In April 2022, New York and Kansas granted nurse practitioners full-practice authority, joining more than 20 other states. NPs in 27 states could now practice without physician supervision. An NP's scope is similar, often identical, to a primary care provider's, and the data show the care delivered is at least equal in quality. Full-practice authority widens access to care and helps reduce disparities.

NPs Become the Fastest-Growing Occupation

The U.S. Bureau of Labor Statistics projected nurse practitioner to be the single fastest-growing occupation in the country, with employment for NPs growing about 46% from 2021 to 2031 as the baby boomer generation ages and chronic disease becomes more common. The physician shortage and the shift to team-based care add to the demand.

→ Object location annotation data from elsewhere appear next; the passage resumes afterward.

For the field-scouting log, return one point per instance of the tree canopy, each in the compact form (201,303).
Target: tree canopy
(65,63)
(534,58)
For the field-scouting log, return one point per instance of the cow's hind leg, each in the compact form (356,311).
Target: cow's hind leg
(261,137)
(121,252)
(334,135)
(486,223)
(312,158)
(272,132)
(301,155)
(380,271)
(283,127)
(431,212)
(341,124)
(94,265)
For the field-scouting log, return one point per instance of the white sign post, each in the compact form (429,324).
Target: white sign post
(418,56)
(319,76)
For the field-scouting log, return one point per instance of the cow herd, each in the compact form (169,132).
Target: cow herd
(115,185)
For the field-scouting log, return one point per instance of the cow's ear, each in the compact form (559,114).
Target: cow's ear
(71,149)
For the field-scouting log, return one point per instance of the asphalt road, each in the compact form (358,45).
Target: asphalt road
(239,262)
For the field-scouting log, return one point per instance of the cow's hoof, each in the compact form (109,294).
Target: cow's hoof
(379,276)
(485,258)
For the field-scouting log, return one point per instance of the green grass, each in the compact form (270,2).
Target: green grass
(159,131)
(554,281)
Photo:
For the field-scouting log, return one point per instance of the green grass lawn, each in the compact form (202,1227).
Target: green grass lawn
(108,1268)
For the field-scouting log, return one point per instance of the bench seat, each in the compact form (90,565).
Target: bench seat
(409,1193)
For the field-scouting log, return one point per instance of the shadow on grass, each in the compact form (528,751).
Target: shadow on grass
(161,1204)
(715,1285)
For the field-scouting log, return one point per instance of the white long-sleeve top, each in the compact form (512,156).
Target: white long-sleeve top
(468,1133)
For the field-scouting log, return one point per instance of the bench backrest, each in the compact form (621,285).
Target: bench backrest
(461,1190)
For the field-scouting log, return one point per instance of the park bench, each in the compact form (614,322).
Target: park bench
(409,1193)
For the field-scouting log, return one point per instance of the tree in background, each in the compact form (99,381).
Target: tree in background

Professional Associations Under Fire

Nurses accused several professional organizations of abandoning them before and during the pandemic. Short staffing and unsafe nurse-to-patient ratios were problems well before 2020, and many nurses entered the pandemic already exhausted. To many bedside nurses, the ANA seemed to add barriers rather than remove them. As with most things that year, the criticism was not universal.

Short Staffing and the Christann Gainey Verdict

On March 28, 2022, Christann Gainey pleaded guilty in the death of 84-year-old Herbert R. McMaster Sr., who died from a subdural hematoma after an unwitnessed fall at a care facility. Gainey had falsely documented eight neurological checks. At the time, she was caring for 37 patients at once. The facility's unsafe ratios and failure to provide adequate supervision set the stage for the tragedy.

RaDonda Vaught Found Guilty of Criminally Negligent Homicide

On May 13, 2022, RaDonda Vaught was sentenced to three years of supervised probation after injecting the wrong medication, bypassing several safeguards and system warnings. The case was unusual because most medical errors are handled through professional discipline and civil courts, not criminal ones. The ANA called criminalizing medical errors "unnerving" and warned it sets a "dangerous precedent." The defense argued the safeguards were so faulty that nurses routinely used a manual override to reach the correct drugs. It is one more reason to actively protect your license.

Student Debt Forgiveness

Federal student loan payments were paused in March 2020. In mid-2022, the administration announced a debt forgiveness plan affecting many nurses and healthcare workers, along with a proposal to cap income-driven repayment at no more than 5% of monthly income toward undergraduate loans. The intent was to let borrowers keep more of their salary, though much of the plan later faced legal challenges.